Cette diversité de récits produit des lignes de fracture internes : certains catholiques se reconnaissent davantage dans l’un ou l’autre style et tendent à absolutiser leurs préférences. Vous pouvez rencontrer des discours exaltant François comme « pape enfin proche de l’Évangile » en dénigrant implicitement ses prédécesseurs, ou inversement, des analyses qui voient en lui une rupture catastrophique avec la tradition. Une approche plus équilibrée consisterait à évaluer concrètement les fruits de chaque pontificat : renouveau spirituel, clarté doctrinale, réformes institutionnelles, crédibilité morale face aux crises contemporaines.
- Analyser les textes clés de chaque pape (encycliques, exhortations) plutôt que des citations isolées.
- Comparer la couverture médiatique séculière et catholique pour repérer les biais de cadrage.
- Observer les effets concrets des décisions prises : synodes, réformes financières, mesures contre les abus.
- Identifier vos propres présupposés culturels ou politiques pour mieux les relativiser.
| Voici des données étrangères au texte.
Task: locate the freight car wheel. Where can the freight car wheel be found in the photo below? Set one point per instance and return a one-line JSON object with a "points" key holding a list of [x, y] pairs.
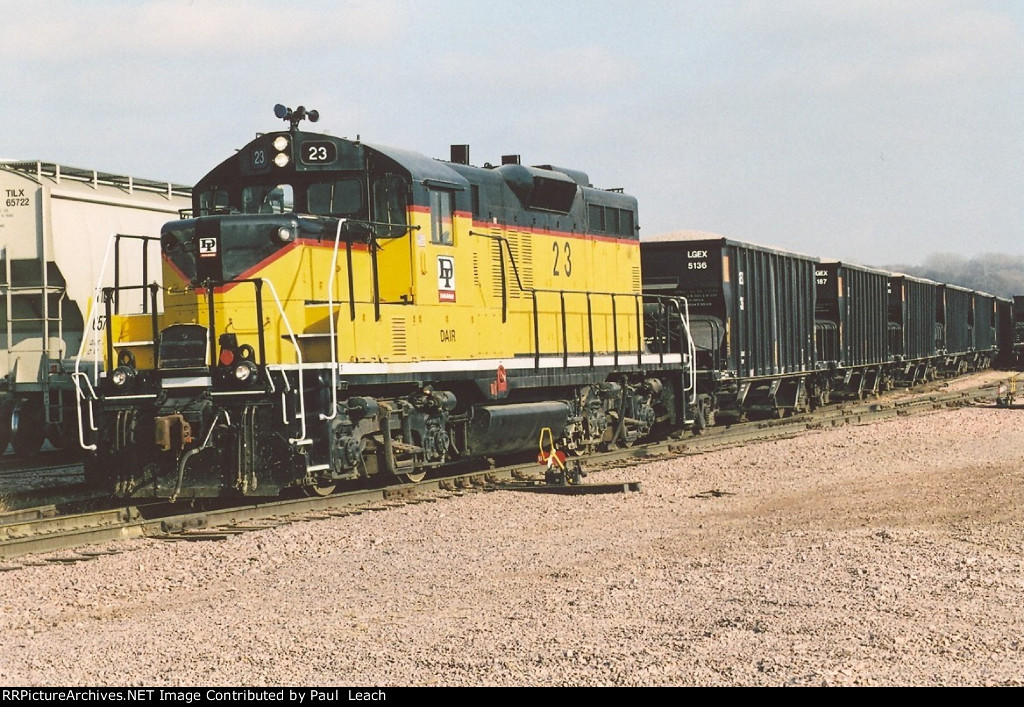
{"points": [[320, 491], [28, 427]]}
À l’échelle géopolitique, la diplomatie vaticane sous Benoît XVI et François montre à la fois continuité et inflexions : promotion du dialogue interreligieux, défense de la liberté religieuse, critiques des dérives économiques globales. Les accords avec la Chine, les interventions sur la crise migratoire en Méditerranée, l’attention aux conflits oubliés d’Afrique ou du Moyen-Orient s’inscrivent dans une même logique de paix, avec des tonalités différentes. La présence discrète mais réelle du pape émérite rappelle que le magistère n’est pas une suite de ruptures, mais une tradition vivante où chaque successeur de Pierre interprète, approfondit et actualise l’héritage reçu, sous le regard du monde et des caméras.